Escribo estas líneas con la maleta en la puerta, ansiosa cual cachorrillo deseando salir a la calle. Ansias de viaje, cambio de aires y volver a conectar con paisajes de la infancia. Cuando salga la columna estaré por las tierras donostiarras que me vieron nacer y de las que os contaré en breve. Viajar, saborear la vida.


He diseñado las vacaciones de este año con pinceladas de pequeñas escapadas, fechas sueltas, espacios de desconexión suficientes para cargar pilas y disfrutar con familia y amistades.

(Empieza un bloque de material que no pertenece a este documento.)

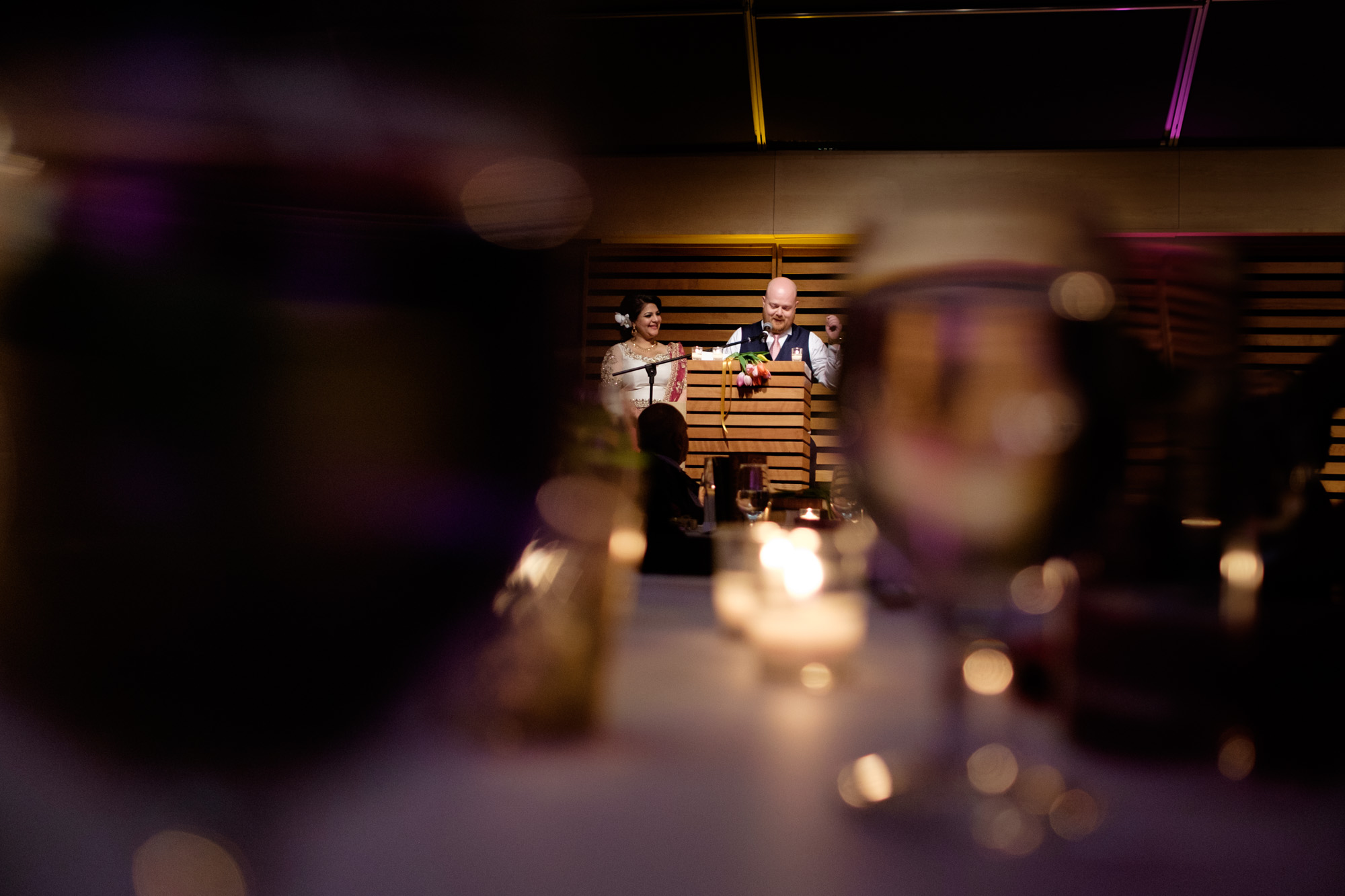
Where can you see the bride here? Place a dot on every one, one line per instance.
(626, 396)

Inicio este periplo veraniego viajando al sur, al sur del norte, de nuestro norte, a tierras de Rías Baixas. Una visita a las Bodegas Martín Códax con el Club de Consejeras Nordés. En esos encuentros nunca faltan las risas, las buenas conversaciones y el intercambio de aprendizajes.  Esta vez añadimos un componente más lúdico, es verano, Burgáns nos recibe con 28º y el equipo de la bodega con un aperitivo, un “mosto de uva 100% albariño parcialmente fermentado” – prohibido llamarle cava gallego, espumoso o lo que se nos ocurra a pesar de esa delicada aguja-. Empieza el viaje de los sentidos.


Nos adentramos en la bodega, descubrimos el origen y el proceso, el porqué del nombre de los vinos, las cantigas escondidas en el corcho de cada botella y en las etiquetas. Los mostos, reposando en la cubas metálicas, transformándose poco a poco en vinos. De los vinos conmueve el olfato, el gusto y el alma. Pero uno no puede amar el vino y quedarse en la bodega. Fuera, los tonos verdes, de tierras y emparrados, tejas y granito de viviendas, al fondo, los azules del mar y sus bateas. La tierra, el paisaje, el lugar en el que se origina la alquimia que después bebemos en copa. 


El vino, elixir divino que ha acompañado a la humanidad a lo largo de los siglos, no es solo una bebida; es una experiencia, un viaje a través de los sentidos al que nos guía Javier Paadin, sumiller de la casa.  Una cata es un ritual que va más allá del simple acto de beber. Vista, olfato, gusto. Todo es posible dentro de una copa.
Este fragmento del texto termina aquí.